# 📊 Retrieval Evaluation – RAG Pipeline

This notebook evaluates the quality of document retrieval using metrics like:

- **Precision@k**
- **Recall@k**
- **Mean Reciprocal Rank (MRR)**
- **nDCG (normalized Discounted Cumulative Gain)**

We compare the performance of:
1. Vector search only (baseline)
2. Vector search + TF-IDF reranker (hybrid)

In [1]:
from sklearn.metrics import precision_score, recall_score
import numpy as np

# Simulated relevance judgments (1 = relevant, 0 = not relevant)
ground_truth = {
    "What are the effects of low HRV?": ["doc_hrv.txt", "doc_recovery.txt"]
}

def precision_at_k(predicted_docs, relevant_docs, k):
    predicted_k = predicted_docs[:k]
    return len(set(predicted_k) & set(relevant_docs)) / k

def recall_at_k(predicted_docs, relevant_docs, k):
    predicted_k = predicted_docs[:k]
    return len(set(predicted_k) & set(relevant_docs)) / len(relevant_docs)
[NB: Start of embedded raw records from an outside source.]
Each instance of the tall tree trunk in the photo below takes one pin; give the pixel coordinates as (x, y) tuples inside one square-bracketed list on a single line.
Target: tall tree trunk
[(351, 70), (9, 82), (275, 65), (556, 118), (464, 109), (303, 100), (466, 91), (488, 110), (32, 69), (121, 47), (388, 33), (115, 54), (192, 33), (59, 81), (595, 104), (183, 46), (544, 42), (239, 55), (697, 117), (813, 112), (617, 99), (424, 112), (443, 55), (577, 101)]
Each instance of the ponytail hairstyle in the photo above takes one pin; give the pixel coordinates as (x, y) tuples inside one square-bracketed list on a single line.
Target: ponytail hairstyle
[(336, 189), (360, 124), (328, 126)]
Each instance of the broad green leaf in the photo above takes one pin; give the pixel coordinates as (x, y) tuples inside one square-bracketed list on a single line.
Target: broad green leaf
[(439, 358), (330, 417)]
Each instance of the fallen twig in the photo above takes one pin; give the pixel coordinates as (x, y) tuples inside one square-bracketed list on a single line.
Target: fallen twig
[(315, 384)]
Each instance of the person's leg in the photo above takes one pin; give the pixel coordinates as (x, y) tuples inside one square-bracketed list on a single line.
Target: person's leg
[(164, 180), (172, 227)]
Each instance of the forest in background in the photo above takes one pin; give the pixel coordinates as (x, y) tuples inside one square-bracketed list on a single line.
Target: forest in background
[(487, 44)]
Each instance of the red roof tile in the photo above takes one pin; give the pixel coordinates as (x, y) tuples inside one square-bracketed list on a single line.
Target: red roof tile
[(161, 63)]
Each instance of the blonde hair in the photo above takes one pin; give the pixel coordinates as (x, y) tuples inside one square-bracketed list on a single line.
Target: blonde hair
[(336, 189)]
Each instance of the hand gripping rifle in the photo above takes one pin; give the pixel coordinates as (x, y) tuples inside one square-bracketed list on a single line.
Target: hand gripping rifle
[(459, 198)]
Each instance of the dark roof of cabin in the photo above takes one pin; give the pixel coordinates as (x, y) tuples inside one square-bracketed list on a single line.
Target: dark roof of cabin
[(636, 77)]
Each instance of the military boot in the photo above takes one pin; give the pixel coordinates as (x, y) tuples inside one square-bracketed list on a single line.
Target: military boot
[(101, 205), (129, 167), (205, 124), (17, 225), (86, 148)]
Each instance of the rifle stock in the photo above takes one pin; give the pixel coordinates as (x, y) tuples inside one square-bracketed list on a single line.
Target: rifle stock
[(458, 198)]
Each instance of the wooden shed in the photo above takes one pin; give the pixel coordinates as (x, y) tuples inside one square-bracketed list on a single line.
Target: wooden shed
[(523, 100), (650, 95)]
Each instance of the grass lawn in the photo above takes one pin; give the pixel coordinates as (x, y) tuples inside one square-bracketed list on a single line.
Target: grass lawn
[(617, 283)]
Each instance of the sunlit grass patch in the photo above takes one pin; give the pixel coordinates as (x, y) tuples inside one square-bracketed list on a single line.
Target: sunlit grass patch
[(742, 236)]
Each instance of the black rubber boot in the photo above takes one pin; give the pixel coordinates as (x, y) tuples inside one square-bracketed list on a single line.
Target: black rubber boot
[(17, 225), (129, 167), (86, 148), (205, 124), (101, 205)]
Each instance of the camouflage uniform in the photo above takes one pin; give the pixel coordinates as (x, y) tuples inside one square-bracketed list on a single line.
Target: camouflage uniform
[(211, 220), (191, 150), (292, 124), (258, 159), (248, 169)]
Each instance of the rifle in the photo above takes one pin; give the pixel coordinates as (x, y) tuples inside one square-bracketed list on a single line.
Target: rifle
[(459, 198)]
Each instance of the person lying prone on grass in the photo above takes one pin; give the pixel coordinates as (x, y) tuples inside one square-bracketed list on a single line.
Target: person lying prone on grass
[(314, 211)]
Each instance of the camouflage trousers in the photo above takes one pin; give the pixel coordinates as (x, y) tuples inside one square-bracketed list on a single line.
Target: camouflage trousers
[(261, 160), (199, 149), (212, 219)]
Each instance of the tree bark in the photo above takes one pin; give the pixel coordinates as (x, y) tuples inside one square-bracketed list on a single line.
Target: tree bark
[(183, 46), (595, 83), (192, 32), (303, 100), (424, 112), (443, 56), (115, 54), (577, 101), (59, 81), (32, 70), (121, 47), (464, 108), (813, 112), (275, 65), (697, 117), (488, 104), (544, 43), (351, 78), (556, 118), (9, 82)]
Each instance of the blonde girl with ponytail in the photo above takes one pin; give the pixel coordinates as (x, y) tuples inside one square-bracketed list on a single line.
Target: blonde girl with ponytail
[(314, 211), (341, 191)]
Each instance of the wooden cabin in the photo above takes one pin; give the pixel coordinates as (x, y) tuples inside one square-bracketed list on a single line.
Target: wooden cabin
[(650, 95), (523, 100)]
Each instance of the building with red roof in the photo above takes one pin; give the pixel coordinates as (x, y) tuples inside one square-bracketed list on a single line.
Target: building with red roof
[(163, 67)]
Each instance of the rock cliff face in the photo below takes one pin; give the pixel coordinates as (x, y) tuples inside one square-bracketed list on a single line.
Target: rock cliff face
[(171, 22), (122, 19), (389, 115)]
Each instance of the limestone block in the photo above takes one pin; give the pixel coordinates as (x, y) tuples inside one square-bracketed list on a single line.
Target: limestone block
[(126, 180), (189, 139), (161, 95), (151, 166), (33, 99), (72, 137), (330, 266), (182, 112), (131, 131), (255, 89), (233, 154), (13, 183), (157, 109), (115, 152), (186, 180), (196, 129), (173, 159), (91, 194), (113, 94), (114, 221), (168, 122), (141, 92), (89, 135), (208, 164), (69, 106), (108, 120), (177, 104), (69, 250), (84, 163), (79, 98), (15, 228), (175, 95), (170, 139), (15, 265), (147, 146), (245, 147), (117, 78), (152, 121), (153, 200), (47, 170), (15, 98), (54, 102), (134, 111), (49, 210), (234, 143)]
def mrr(predicted_docs, relevant_docs):
    for rank, doc in enumerate(predicted_docs, start=1):
        if doc in relevant_docs:
            return 1 / rank
    return 0

def dcg(scores):
    return sum((score / np.log2(idx + 2)) for idx, score in enumerate(scores))

def ndcg(predicted_docs, relevant_docs):
    relevance = [1 if doc in relevant_docs else 0 for doc in predicted_docs]
    ideal = sorted(relevance, reverse=True)
    return dcg(relevance) / dcg(ideal) if dcg(ideal) > 0 else 0

In [2]:
# Simulated outputs for a query
baseline_results = ["doc_sleep.txt", "doc_hrv.txt", "doc_noise.txt"]
reranked_results = ["doc_hrv.txt", "doc_recovery.txt", "doc_sleep.txt"]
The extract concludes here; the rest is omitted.